I loaned my primary vehicle for the day to my visiting son and was thrown off a bit by driving an old car of mine that is rarely used. Heading backwards down my driveway, I put my seatbelt on and changed stations on the radio. Three blocks away a thought came to text the business visitor I was heading to pick up at his hotel to say my arrival would be in ten minutes.
Reaching to my pocket for my iPhone I realized it is not there. “Crap! Gotta go back and get it”. After making a u-turn while still in my subdivision within a minute I was setting the emergency brake in front of my house.
In in my bedroom my phone is still on the charger. I grab it and think “now I’m late”. Instead of starting to fret about a little lost time there is gratefulness I was not a lot further away from home turning around to get my phone.
The car hauling me yesterday is a sixteen year old Volvo that saved my life during a car accident seven years ago. More than anything I still have it out of respect for the “old girl” for saving my life. Yesterday morning ‘she’ was dusty with accumulated dirt from sitting unused for a month or so. Even losing a few minutes going back to get my phone, there was still ample time for a quick drive through car wash so my visitor would not have to ride in a dirty car.
Sitting at the traffic light where the two lanes from my housing development pour onto a six lane major street, a hundred yards away I see the fire station with a ladder truck with its light running out front. “What’s that about?” I thought. “Are they pulling out? Do I need to pull over?”
The light changes and as I complete a turn into the right lane of three going east, I drive right by the fire truck. It’s easy to see some sort of maintenance is being done. Glancing sideways at the fire truck I completely miss the flashing light marking a school zone. Since it is very rare for me to be on this street at this time of day, no memory pops up of the school even being there.
A little editorial before continuing my story. This school zone is marked on a six lane major highway about three hundred years from what statistics say is the busiest intersection in the city. People drive on this street like it is a freeway. There are no pedestrian crossings within a hundred yards and the school is a special “academy” for a small number of over-achieving high schoolers who drive.
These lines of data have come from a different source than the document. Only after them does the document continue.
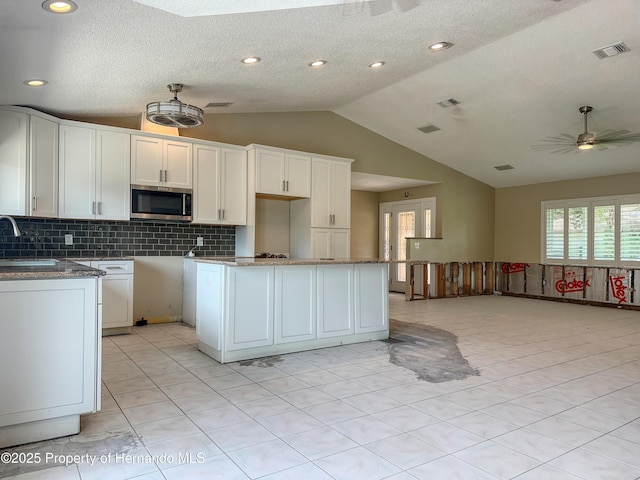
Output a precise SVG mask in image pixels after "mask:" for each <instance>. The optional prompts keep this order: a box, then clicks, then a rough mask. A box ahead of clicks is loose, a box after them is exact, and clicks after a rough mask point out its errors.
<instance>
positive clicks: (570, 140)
mask: <svg viewBox="0 0 640 480" xmlns="http://www.w3.org/2000/svg"><path fill="white" fill-rule="evenodd" d="M592 110H593V107H590V106H589V105H584V106H582V107H580V108H579V109H578V111H579V112H580V113H581V114H582V116H583V117H584V132H582V133H581V134H579V135H578V137H577V138H576V137H575V136H574V135H569V134H568V133H561V134H560V135H559V136H557V137H547V138H545V139H543V140H540V141H541V142H544V143H541V144H538V145H531V149H532V150H536V151H543V150H550V151H551V153H569V152H578V151H580V150H591V149H593V150H606V149H607V148H612V147H621V146H624V145H628V144H630V143H633V142H640V133H631V132H630V131H629V130H603V131H602V132H598V133H592V132H589V129H588V127H587V116H588V115H589V112H591V111H592Z"/></svg>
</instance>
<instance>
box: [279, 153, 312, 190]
mask: <svg viewBox="0 0 640 480" xmlns="http://www.w3.org/2000/svg"><path fill="white" fill-rule="evenodd" d="M284 180H285V195H289V196H291V197H304V198H309V197H310V196H311V157H309V156H306V155H294V154H290V153H287V154H286V155H285V179H284Z"/></svg>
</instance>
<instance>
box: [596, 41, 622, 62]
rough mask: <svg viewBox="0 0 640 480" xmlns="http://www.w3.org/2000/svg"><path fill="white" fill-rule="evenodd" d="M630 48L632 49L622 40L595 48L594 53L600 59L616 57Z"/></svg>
mask: <svg viewBox="0 0 640 480" xmlns="http://www.w3.org/2000/svg"><path fill="white" fill-rule="evenodd" d="M630 50H631V49H630V48H629V47H627V46H626V45H625V43H624V42H620V43H614V44H613V45H608V46H606V47H602V48H599V49H597V50H594V51H593V54H594V55H595V56H596V57H598V58H599V59H600V60H603V59H605V58H609V57H615V56H616V55H620V54H621V53H625V52H629V51H630Z"/></svg>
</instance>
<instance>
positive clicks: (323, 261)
mask: <svg viewBox="0 0 640 480" xmlns="http://www.w3.org/2000/svg"><path fill="white" fill-rule="evenodd" d="M187 258H193V259H194V260H195V261H196V262H200V263H215V264H218V265H229V266H232V267H240V266H254V267H255V266H278V265H344V264H356V263H357V264H362V263H389V262H388V261H387V260H381V259H379V258H336V259H334V258H253V257H187Z"/></svg>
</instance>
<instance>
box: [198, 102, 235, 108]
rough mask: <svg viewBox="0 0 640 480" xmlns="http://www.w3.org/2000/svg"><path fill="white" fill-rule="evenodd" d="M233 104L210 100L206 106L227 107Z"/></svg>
mask: <svg viewBox="0 0 640 480" xmlns="http://www.w3.org/2000/svg"><path fill="white" fill-rule="evenodd" d="M230 105H233V102H210V103H207V104H206V105H205V106H204V108H226V107H229V106H230Z"/></svg>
Rarely have I seen a student in front of the school, much less walking on the sidewalk by the road.
If the photo at the top did not tell you what happened by now you have likely guessed. A motorcycle cop was hidden away and gave me a ticket for going 34 in a 25 mph zone, a citation that requires me to go to court because it was a school zone.
Leaving home the first time I had my seatbelt on before turning around to get my iPhone. However, driving the quarter of a mile to be in front of the school I had not put it on again. Citation number 2!
Having moved last year the postcard sent by the state was not forwarded and my license plates were not current on a car I drive maybe one every two months. It just had not come to mind. You got it… ticket #3!
If you think I am headed into a tirade about how yesterday morning started off, you are going to be disappointed. Rather, what happened did very little to affect my day. Of course, I have something to deal with I’d rather not have on my to-do list and it will cost me some money. That’s just life unfolding normally though. We get good. We get not so good. The bad and sad are a normal part of human existence. Today I accept living just as it comes in all forms. To damn getting the tickets would be to damn my life. Whether my thinking is the tickets are petty or not, the well dressed and polished policeman was just doing his work. I accept that also.
My gratitude this morning is to realize how little being stopped by the motorcycle cop affected me. Some years back my day would have been filled with wafts of anger floating to the top of thoughts numerous times. Back then even a day later I would still have been negatively effected some by getting the tickets. My gratitude is very large to see how much I have grown and how much better my ability today is to live my life just as it comes!
Life is 10% what happens to you and 90% how you react to it.